Additionally, the current generating capacity of US CHP plants accounts for roughly 9% (85GW) of total US capacity, according to the Department of Energy. In 2006, US CHP stations produced more than 12% (506 billion kWh) of total annual US electricity generation. Increasing generating capacity to 20% of total US capacity by 2030, according to their analysis, would have major positive impacts.

As a result of implementing CHP systems, greenhouse gas emissions such as carbon dioxide and other air pollutants will be reduced. CHP has the potential to dramatically cut carbon dioxide and air pollutant emissions. These emissions contribute to a variety of serious environmental issues, such as climate change, haze, acid rain, and others.

The development of industrial and commercial buildings will drive market growth for the CHP market.

Combined Heat and Power (CHP) is being used by commercial building operators to cut operating costs and greenhouse gas emissions. Because of this, most of the expenses connected with operating a commercial facility are fixed. Reduced energy usage not only saves money and promotes energy sustainability, but it also has the potential to improve working conditions and hence productivity.

In large commercial buildings, supermarkets, hotels, restaurants, and major retail marketplaces, CHP has a lot of potentials. Mixed-use developments are an emerging market for CHP due to the clean, dependable on-site power they provide. According to ICF predictions, the industrial and commercial/institutional sectors have a technological capacity of 65 GW each. As a result of the development of industrial and commercial buildings, the CHP industry will experience a surge.

Furthermore, the US Census Bureau reports that New York and California offer the highest prospects for multifamily CHP, with each having over 1 million housing units in buildings with 50 or more units. Several US firms have also formed or purchased artificial intelligence-based companies that provide CHP systems. For example, in 2022, Alkaline Fuel Cell Power Corporation announced the acquisition of AI Renewable 2018-I Limited Partnership's CHP generation business. The company develops and manufactures alkaline fuel cell heat and power systems for residential, industrial, and commercial sectors globally.

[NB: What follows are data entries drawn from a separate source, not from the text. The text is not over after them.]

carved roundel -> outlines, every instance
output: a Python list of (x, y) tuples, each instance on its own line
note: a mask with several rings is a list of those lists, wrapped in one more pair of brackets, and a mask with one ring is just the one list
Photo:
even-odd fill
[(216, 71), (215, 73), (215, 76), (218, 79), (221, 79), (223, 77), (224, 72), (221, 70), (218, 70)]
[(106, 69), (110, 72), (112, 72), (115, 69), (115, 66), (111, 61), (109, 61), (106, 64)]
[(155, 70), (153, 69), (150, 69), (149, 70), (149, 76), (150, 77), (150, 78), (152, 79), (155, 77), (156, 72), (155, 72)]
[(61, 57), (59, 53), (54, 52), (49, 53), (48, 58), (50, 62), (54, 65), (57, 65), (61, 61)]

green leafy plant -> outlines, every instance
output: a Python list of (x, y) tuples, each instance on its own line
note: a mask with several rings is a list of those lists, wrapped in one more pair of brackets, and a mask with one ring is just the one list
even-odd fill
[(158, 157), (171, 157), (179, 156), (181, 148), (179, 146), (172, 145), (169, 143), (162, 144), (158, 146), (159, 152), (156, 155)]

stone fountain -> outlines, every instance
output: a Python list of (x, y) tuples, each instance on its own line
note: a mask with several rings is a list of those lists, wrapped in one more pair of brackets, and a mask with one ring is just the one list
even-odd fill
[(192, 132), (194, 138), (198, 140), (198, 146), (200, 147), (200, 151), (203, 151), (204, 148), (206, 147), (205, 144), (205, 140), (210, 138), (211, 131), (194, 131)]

According to analysts, the European region is expected to occupy a notable share of the market in the upcoming years. 

CHP already has a significant presence in Europe. Germany, as one of Europe's largest economies, has taken the lead in installing CHP systems. MAN Energy Solutions, for example, announced plans to open a new municipal CHP gas power plant in Frankfurt in 2022. Five MAN 20V35/44G gas engines power the CHP plant, which generates 51 MW of electricity and 50 MW of district heating. This plant previously used both lignite and natural gas, but the new facility will supply the same distribution network with heat and electricity generated solely from the more environmentally friendly natural gas. Additionally, UPM boosted its cost competitiveness and reduced CO2 emissions by 5% in 2019 by investing in a combined heat and power plant at its Nordland paper mill in Dörpen, Germany. The new facility contributes to the stability of the German energy transition, known as the "Energiewende."

COVID-19 Insights

Due to the COVID-19 pandemic, governments all over the world imposed lockdowns that resulted in the closure of office buildings and others. Several economic operations came to a halt as a result, discouraging market expansion and progress. This disrupted the CHP demand. Furthermore, according to the United Kingdom Government, the COVID-19 lockdown has impacted some CHP operators, causing the CHPs to operate differently than usual. As a result, the pandemic slowed the market in 2020.